Minnie McIntyre Wallace

1872 – 1959

Minnie McIntyre was born in a suburb of St. Louis, Missouri, in 1872. Her father was killed in an accident when Minnie was eight years old. Her mother moved the family to Kansas City where Minnie lived for twenty-five years. Both in her own name and under pseudonyms, Minnie McIntyre developed a sound repute-tion as a journalist while also writing fiction and poetry.

Minnie became very active in the world of horse shows, both as judge and writer. While writing for several horse show publications, she was appointed editor of Bit and Spur, a publication out of Chicago devoted to news of horse shows. Of Minnie, the December 3, 1905, New York Herald wrote that “as an editor she is known to devotees of the show everywhere as not only a clever writer, but as a capital judge of the fashionable type of horses.”

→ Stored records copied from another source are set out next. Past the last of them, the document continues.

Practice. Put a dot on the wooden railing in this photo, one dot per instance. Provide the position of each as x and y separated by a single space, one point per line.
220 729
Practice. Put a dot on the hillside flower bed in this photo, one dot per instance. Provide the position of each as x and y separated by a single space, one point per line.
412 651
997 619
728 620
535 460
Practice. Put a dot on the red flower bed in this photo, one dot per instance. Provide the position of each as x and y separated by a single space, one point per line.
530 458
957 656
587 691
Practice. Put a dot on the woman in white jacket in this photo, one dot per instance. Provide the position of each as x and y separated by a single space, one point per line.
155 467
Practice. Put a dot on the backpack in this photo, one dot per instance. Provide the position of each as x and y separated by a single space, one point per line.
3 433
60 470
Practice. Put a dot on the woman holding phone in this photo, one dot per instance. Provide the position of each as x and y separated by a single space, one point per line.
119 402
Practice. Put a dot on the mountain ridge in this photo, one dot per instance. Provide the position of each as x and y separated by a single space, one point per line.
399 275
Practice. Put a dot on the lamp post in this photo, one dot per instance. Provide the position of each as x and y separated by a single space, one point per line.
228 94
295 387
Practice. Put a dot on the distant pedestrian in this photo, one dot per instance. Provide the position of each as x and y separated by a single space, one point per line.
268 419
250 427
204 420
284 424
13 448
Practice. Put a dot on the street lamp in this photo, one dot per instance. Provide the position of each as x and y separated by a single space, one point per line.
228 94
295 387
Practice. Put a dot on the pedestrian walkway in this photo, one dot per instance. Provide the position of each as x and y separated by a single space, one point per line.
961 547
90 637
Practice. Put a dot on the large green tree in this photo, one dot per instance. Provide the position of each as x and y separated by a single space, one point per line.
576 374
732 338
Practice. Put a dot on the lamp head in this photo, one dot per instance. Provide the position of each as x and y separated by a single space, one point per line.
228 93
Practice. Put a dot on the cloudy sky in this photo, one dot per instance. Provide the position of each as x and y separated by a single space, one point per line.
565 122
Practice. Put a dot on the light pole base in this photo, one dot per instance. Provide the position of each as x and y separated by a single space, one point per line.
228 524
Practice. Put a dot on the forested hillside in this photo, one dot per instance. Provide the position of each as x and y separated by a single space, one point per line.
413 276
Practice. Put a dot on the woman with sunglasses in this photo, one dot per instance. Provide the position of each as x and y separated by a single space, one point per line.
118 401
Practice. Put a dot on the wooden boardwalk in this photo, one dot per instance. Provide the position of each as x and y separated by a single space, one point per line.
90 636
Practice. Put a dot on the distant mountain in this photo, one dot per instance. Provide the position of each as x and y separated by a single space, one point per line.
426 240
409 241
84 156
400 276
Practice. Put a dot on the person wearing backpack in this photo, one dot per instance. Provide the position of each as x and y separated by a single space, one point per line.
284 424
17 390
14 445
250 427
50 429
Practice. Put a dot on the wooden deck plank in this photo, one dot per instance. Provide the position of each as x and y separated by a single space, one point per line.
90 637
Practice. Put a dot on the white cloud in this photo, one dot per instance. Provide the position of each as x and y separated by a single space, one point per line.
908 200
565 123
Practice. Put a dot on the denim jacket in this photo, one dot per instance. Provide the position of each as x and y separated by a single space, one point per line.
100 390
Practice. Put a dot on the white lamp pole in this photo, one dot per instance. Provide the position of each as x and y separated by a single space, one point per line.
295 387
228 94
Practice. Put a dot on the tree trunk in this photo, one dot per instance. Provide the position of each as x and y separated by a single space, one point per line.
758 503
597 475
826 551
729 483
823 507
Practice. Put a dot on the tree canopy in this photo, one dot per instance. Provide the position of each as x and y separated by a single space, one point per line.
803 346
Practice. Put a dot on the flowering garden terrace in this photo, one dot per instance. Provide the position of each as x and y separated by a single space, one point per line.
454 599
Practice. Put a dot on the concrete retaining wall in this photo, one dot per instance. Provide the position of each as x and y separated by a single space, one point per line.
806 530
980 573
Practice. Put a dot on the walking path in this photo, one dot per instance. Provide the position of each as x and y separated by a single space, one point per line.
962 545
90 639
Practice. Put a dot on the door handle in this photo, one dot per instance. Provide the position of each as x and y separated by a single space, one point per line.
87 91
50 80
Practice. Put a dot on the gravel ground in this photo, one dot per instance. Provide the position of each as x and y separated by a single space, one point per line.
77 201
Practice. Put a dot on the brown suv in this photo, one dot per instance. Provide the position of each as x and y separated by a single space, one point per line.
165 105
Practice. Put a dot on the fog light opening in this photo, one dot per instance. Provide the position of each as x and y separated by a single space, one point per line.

Widowed after a short marriage to William L. Wallace, Minnie moved to Beloit in 1917 to be with her sister who was also recently widowed. While in Beloit, Minnie wrote a popular gossip column for the Beloit Daily News for 25 years. She also headed the Beloit Professional and Business Women’s Club in its early years., served on the Salvation Army board and was secretary of the Beloit Historical Society. Minnie McIntyre died on June 8, 1959, at the age of 87.